Another way (it's late):

def first_missing(a)
  a.reduce(0) { |tot,n|
    exp=expected(tot); return exp if n>exp; tot + n }
end

def expected(tot)
  ((-1.0 + Math.sqrt(1.0+8*tot))/2).round + 1
end

first_missing([1, 2, 3, 6, 10]) #=> 4
first_missing([1, 8, 3, 6, 10]) #=> 2
first_missing([5, 8, 3, 6, 10]) #=> 1

Answer 4

By lowest i mean integer that is > 0 and not already in the array

Basically you are looking for the first value that is not equal to its index+1 when sorted.

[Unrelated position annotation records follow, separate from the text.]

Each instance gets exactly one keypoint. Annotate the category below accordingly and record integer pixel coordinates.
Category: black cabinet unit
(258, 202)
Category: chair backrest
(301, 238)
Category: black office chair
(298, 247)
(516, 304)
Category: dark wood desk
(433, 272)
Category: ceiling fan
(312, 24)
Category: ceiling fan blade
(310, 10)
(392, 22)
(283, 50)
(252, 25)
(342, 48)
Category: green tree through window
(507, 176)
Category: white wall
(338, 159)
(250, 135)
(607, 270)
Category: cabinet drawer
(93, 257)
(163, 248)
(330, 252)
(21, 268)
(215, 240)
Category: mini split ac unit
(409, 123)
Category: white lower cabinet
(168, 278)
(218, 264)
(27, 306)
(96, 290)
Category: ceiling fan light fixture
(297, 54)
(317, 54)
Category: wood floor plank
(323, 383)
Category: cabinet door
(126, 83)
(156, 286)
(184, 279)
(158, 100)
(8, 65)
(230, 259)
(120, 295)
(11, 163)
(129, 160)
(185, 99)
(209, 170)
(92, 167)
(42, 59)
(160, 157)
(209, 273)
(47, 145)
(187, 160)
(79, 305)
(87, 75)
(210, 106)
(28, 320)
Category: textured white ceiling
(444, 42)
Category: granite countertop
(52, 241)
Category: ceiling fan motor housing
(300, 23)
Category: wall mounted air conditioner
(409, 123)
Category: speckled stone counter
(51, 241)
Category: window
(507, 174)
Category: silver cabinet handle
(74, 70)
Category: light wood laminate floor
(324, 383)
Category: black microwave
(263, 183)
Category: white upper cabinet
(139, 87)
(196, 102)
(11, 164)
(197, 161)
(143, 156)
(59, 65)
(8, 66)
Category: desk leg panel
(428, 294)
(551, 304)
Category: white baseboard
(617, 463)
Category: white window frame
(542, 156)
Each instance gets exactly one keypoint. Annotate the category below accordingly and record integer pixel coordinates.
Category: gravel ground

Here:

def lowest_available(arr)
  res = nil
  arr.sort.each.with_index(1) { |a, i|
    if i != a
      res = i
      break
    end
  }
  res
end

lowest_available([1, 2, 3, 6, 10])
# => 4

lowest_available([1, 8, 3, 6, 10])
# => 2

lowest_available([5, 8, 3, 6, 10])
# => 1

Update

The above method can be shortened by returning value along with break. (As suggested by Cary and Stefan in comments below).

def lowest_available(arr)
  arr.sort.find.with_index(1) { |a, i| break i if i != a }
end

Answer 5

class Array
  def lowest_available; (1..Float::INFINITY).find{|e| include?(e).!} end
end

[1, 2, 3, 6, 10].lowest_available # => 4
[1, 8, 3, 6, 10].lowest_available # => 2
[5, 8, 3, 6, 10].lowest_available # => 1

or, as suggested by Stefan:

class Array
  def lowest_available; 1.step.find{|e| include?(e).!} end
end

Answer 6

Not that elegant, but if your arrays are small, you could create the entire integer array and use Array#- to find the difference:

def lowest_available(arr)
  ((1..arr.size).to_a - arr).first
end

lowest_available([1, 2, 3, 6, 10]) #=> 4
lowest_available([1, 8, 3, 6, 10]) #=> 2
lowest_available([5, 8, 3, 6, 10]) #=> 1

Answer 7

1. Sort the array
2. Iterate over the array and compare each item's value with the current index+1, if this pair is not equal you found the lowest available integer which is index+1.